The information in the two Standard Work forms previously discussed is a valuable resource when new operators are trained. Workers often undergo on-the-job training (OJT), where the current operator simply trains the new operator to do the job as it is currently performed. OJT based on a verbal description of the operation allows the operation to change over time. Even if current operators can accurately communicate how they perform a job, operators performing a job without concrete standards are free to innovate and find what they think to be better methods of work. Without data to confirm that a hypothesized improvement is indeed an improvement, the evolving job changes, sometimes for the better and sometimes for worse. The evolution of the job execution due to poor communication can be likened to the game of “telephone.” In this game, one person would start by whispering a phrase into the next person’s ear. Sequentially, every person would whisper their interpretation of the message to the next person until the message was transmitted all the way around a circle of players. When the last person received the message, they would announce it out loud. Invariably, this result would always be far from the original message, which the person who started the process would then announce. Written and detailed job instructions (Standard Work forms) help to accurately communicate the job requirements during training and serve as an ongoing benchmark against which the current execution of a job can be compared. They inhibit the reinterpretation that occurs in a game of telephone.
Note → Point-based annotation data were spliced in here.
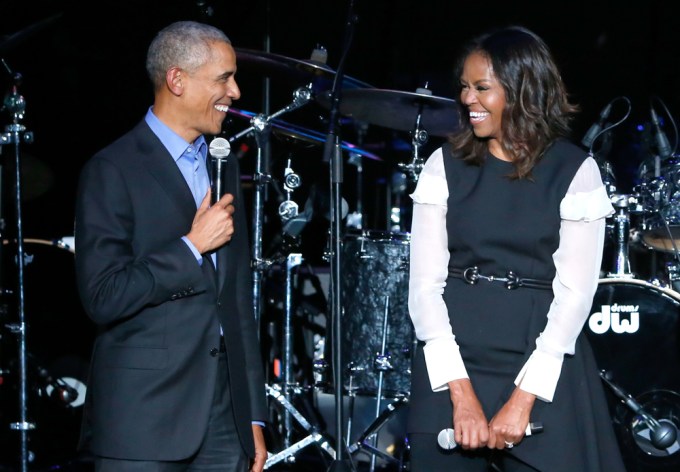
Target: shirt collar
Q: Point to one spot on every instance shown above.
(174, 143)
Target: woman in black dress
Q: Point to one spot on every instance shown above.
(506, 247)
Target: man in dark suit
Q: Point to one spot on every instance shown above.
(176, 380)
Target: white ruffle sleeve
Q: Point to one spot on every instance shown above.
(577, 260)
(429, 256)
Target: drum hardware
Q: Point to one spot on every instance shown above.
(368, 438)
(633, 331)
(621, 229)
(600, 127)
(299, 134)
(398, 110)
(260, 125)
(382, 363)
(662, 434)
(296, 71)
(57, 355)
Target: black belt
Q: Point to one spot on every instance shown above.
(511, 280)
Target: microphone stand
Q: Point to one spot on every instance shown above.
(332, 156)
(14, 135)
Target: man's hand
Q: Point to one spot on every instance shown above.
(260, 450)
(470, 426)
(213, 226)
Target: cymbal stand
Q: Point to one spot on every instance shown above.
(356, 218)
(621, 260)
(419, 138)
(261, 126)
(293, 223)
(333, 157)
(16, 133)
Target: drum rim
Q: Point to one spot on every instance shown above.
(378, 235)
(644, 283)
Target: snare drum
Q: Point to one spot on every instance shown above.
(59, 339)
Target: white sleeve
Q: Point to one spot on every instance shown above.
(577, 261)
(429, 258)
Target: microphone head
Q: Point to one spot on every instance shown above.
(664, 435)
(219, 148)
(445, 439)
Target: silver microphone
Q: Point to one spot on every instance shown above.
(446, 440)
(219, 150)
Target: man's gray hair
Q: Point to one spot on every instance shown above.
(183, 44)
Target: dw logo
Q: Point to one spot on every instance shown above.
(610, 317)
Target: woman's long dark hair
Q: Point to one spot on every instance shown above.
(537, 110)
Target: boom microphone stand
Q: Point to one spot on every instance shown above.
(332, 156)
(14, 135)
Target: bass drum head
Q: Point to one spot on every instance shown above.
(634, 330)
(58, 344)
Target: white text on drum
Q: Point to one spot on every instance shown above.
(610, 317)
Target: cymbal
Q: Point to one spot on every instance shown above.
(398, 110)
(296, 70)
(288, 131)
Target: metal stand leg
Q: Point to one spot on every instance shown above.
(368, 440)
(314, 437)
(14, 135)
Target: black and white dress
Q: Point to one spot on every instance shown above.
(551, 228)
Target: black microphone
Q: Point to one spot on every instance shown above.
(662, 144)
(219, 151)
(662, 435)
(596, 128)
(446, 440)
(61, 391)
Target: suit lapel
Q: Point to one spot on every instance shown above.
(163, 168)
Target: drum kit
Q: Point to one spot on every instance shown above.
(633, 325)
(376, 340)
(634, 322)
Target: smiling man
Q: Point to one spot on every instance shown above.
(176, 380)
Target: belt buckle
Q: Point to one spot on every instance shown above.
(471, 275)
(512, 280)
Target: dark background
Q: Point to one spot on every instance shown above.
(84, 80)
(84, 83)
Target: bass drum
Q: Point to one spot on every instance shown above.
(377, 334)
(634, 330)
(58, 344)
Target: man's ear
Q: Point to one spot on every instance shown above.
(173, 79)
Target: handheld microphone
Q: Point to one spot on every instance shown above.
(662, 144)
(219, 150)
(446, 440)
(596, 128)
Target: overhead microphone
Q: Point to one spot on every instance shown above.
(663, 434)
(446, 440)
(596, 128)
(662, 144)
(219, 150)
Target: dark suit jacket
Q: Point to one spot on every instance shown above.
(152, 375)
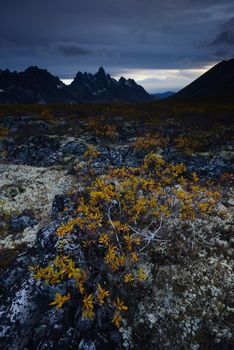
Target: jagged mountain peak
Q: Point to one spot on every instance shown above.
(36, 85)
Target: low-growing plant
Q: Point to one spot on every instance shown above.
(120, 214)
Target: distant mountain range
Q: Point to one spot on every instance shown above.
(35, 85)
(216, 83)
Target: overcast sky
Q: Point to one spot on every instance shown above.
(162, 44)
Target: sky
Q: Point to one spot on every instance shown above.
(163, 45)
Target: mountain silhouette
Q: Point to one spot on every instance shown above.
(217, 82)
(35, 85)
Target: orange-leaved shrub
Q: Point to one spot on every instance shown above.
(117, 218)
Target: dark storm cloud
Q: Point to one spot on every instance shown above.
(71, 50)
(226, 36)
(224, 40)
(70, 35)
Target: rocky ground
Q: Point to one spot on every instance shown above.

While Standard Work forms are associated most often with repetitive work, they are also a valuable resource for work performed infrequently. When tasks are performed intermittently, such as the CD-ROM recording process, which was executed every 6 months, it can be easy to forget the details of how the process was set up and executed previously. Without documentation to remind us of the process details, it is necessary to reinvent the process from scratch, and we may forget about innovations used in the past to improve efficiency or quality of the operation. The Standard Work documentation allows us to recall the process that has delivered the greatest efficiency to date and prevent backsliding in efficiency and quality performance.

Exercise

1. Prepare a Standard Work document for an operation using the method described in this chapter. Did documenting the task steps allow you to think of any opportunities to reduce cycle time by rearranging the steps or by rearranging the workspace?